For this reason, consumers want to limit their intake of these preservatives, but it is difficult to determine how much of them a food contains.
Nitrites give an attractive tangy flavor and a seductive pink hue to foods such as sausages, ham, bacon and salami (file photo)
Here, a worker packs pieces of mortadella, Italian lunch meat, in a factory (file photo)
So the researchers created a new film, POLYSEN, an acronym for “polymer sensor,” which is made up of four monomers and hydrochloric acid.
First, to create a “reference table”, discs cut from the film were placed on five different meat samples for 15 minutes, which allowed the monomer units and acid in the film to react with nitrite.
All the meat samples had different concentrations of nitrite, so the researchers knew that the discs would vary in color.
The disks were then removed and immersed in a sodium hydroxide solution for one minute to develop the color.

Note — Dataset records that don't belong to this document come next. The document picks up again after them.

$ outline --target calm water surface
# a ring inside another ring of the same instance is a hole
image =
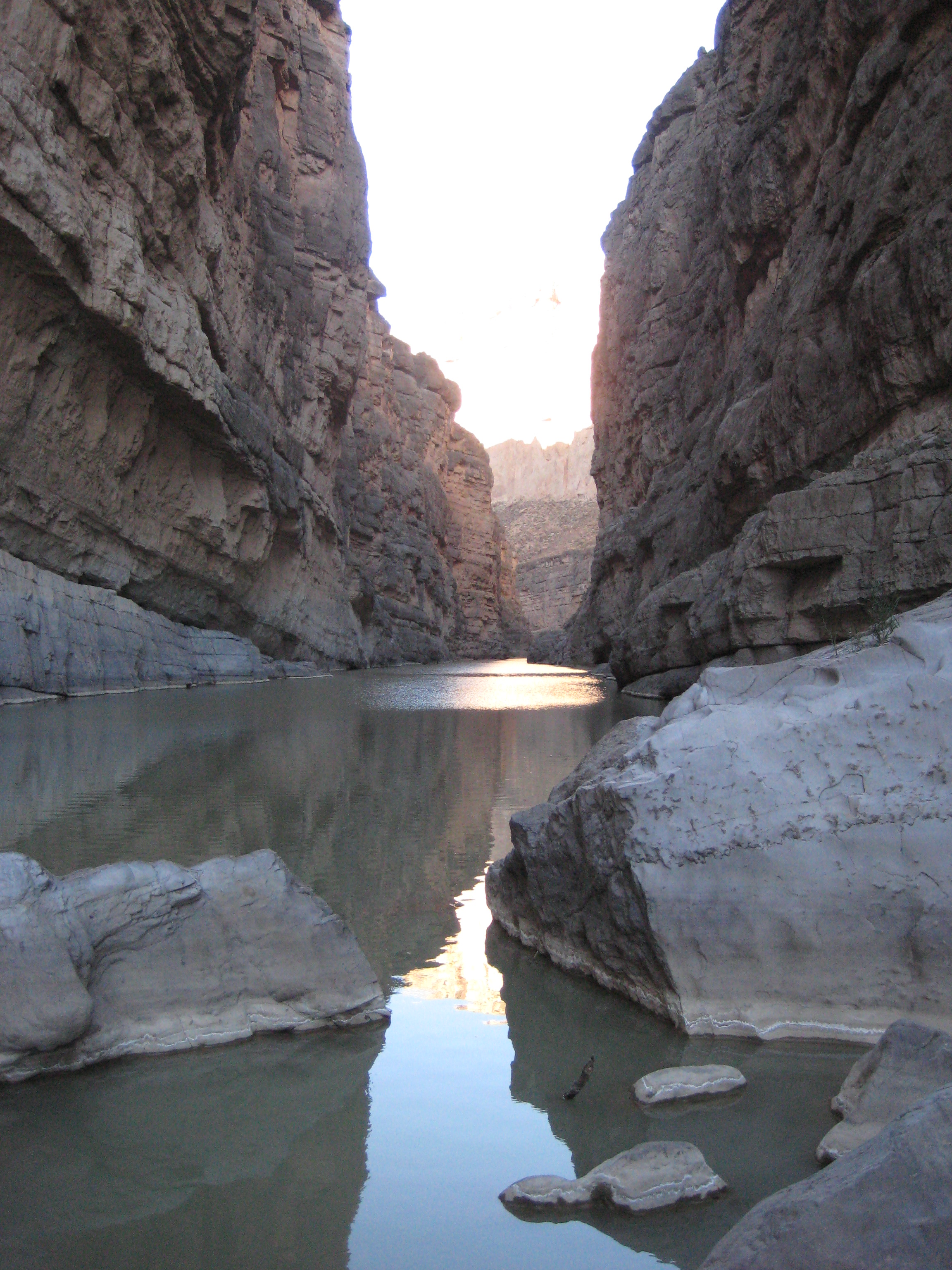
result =
[[[0,1087],[0,1262],[688,1270],[812,1172],[856,1049],[688,1040],[486,930],[509,815],[630,712],[524,662],[0,711],[0,850],[62,874],[272,847],[350,923],[392,1008],[386,1029]],[[679,1062],[732,1063],[748,1088],[638,1109],[633,1081]],[[562,1222],[496,1199],[652,1138],[697,1143],[727,1196]]]

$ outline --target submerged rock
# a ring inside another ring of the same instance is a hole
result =
[[[944,1270],[952,1247],[952,1088],[872,1142],[762,1200],[701,1270]]]
[[[495,919],[688,1033],[952,1021],[952,596],[891,639],[707,669],[512,819]]]
[[[853,1064],[831,1106],[843,1116],[816,1148],[821,1165],[875,1138],[885,1124],[952,1085],[952,1036],[899,1019],[875,1049]]]
[[[710,1063],[706,1067],[664,1067],[635,1082],[635,1097],[646,1106],[674,1099],[712,1097],[731,1093],[748,1082],[736,1067]]]
[[[0,1078],[388,1017],[357,940],[273,851],[53,878],[0,855]]]
[[[687,1199],[710,1199],[726,1189],[692,1143],[642,1142],[583,1177],[522,1177],[499,1198],[504,1204],[537,1208],[583,1208],[603,1201],[628,1213],[646,1213]]]

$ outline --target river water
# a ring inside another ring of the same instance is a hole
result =
[[[0,1087],[0,1264],[688,1270],[812,1172],[854,1048],[688,1040],[487,931],[509,815],[632,712],[609,685],[501,662],[0,711],[0,850],[63,874],[272,847],[345,917],[392,1010]],[[633,1081],[679,1062],[748,1087],[638,1109]],[[652,1138],[694,1142],[731,1190],[561,1222],[496,1198]]]

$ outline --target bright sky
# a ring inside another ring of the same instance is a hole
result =
[[[341,0],[380,310],[491,446],[589,424],[602,231],[721,0]]]

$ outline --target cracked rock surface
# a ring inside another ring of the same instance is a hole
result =
[[[583,1177],[523,1177],[499,1198],[504,1204],[539,1209],[585,1208],[602,1201],[627,1213],[647,1213],[682,1200],[710,1199],[726,1187],[692,1143],[642,1142]]]
[[[952,10],[731,0],[603,237],[566,646],[621,683],[952,585]]]
[[[53,878],[0,855],[0,1080],[388,1017],[357,940],[274,855]]]
[[[671,1102],[678,1099],[703,1099],[715,1093],[731,1093],[746,1085],[743,1072],[722,1063],[703,1067],[663,1067],[635,1082],[633,1093],[644,1106]]]
[[[701,1270],[943,1270],[952,1246],[952,1088],[762,1200]]]
[[[952,596],[891,640],[708,669],[512,819],[510,935],[688,1033],[952,1022]]]
[[[914,1102],[952,1085],[952,1036],[909,1019],[891,1024],[853,1066],[830,1106],[843,1116],[821,1139],[821,1165],[875,1138]]]
[[[395,373],[378,424],[386,569],[352,532],[383,288],[335,0],[0,0],[0,547],[269,657],[496,652],[487,460],[448,444],[435,363],[442,414]],[[456,494],[451,448],[484,469]]]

The higher the nitrite content of the meat, the deeper the yellowish tint of each film became.
To calibrate the system, discs punched out of the film were placed on five different meat samples for 15 minutes, allowing the monomer units and acid in the film to react with the nitrite.

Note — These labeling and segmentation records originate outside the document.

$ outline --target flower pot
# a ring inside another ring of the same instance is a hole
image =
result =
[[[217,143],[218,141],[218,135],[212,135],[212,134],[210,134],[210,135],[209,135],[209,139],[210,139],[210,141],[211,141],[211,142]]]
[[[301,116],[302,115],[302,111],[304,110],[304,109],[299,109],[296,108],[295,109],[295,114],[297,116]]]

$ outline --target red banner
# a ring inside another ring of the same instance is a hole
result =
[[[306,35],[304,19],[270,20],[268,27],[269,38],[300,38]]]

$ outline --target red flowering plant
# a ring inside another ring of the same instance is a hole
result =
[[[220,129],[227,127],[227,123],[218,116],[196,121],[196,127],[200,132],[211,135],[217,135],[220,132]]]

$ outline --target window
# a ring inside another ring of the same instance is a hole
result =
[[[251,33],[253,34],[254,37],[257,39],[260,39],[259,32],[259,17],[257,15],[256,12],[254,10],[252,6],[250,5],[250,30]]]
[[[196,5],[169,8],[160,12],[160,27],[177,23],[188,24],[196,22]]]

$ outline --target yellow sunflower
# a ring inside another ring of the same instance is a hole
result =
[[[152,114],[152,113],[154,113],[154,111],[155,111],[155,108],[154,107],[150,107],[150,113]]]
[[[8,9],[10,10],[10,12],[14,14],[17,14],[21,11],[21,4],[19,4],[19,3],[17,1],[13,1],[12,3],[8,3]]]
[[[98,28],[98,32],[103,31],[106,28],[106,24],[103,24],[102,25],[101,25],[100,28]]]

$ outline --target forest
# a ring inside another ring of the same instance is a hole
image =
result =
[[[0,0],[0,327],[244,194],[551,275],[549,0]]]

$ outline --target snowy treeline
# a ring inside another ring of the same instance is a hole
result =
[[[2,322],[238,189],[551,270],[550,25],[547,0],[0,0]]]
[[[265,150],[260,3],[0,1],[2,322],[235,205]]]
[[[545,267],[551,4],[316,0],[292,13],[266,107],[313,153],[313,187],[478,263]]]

The researchers then created a smartphone app using colorimetry, which uses light to determine the concentration of certain compounds.
When photographed on the same image as the reference chart, the application can return the nitrite estimate for the sample disk.
The team tested the film on meat they prepared and treated with nitrite, in addition to store-bought meat.
They found that the POLYSEN-based method gave results similar to those obtained with the traditional and more sophisticated nitrite detection method.
In addition, POLYSEN complies with European standards for the transfer of substances from film to food.
The team has only demonstrated the system so far, but in the future it may provide consumers with a convenient and inexpensive way to determine nitrite levels in foods.
“This study is intended to be a proof of concept in which it has been demonstrated that the methodology is practical and works,” they conclude.
NITRITE AND NITRATE: GROUND MATERIAL
Nitrites and nitrates are commonly used to preserve meat and other perishable foods.
They are also added to meat to keep it red and add flavor.
Nitrates are also found naturally in vegetables, with the highest concentrations found in leafy vegetables such as spinach and lettuce.
It can also enter the food chain as an environmental contaminant in water due to its use in intensive farming, animal husbandry and wastewater disposal practices.
Nitrites in food (and nitrates converted to nitrites in the body) can contribute to the formation of a group of compounds known as nitrosamines, some of which are carcinogenic, meaning they can cause cancer.
In 2015, the World Health Organization warned of a significant increase in the risk of bowel cancer when eating processed meats such as bacon, which traditionally has nitrites added during processing.
The current tolerable daily intake of nitrates, according to the European Food Safety Authority (EFSA), is 3.7 milligrams per kilogram of body weight per day.
The allowable daily intake of nitrites set by the EFSA is 0.07 mg per kilogram of body weight each day.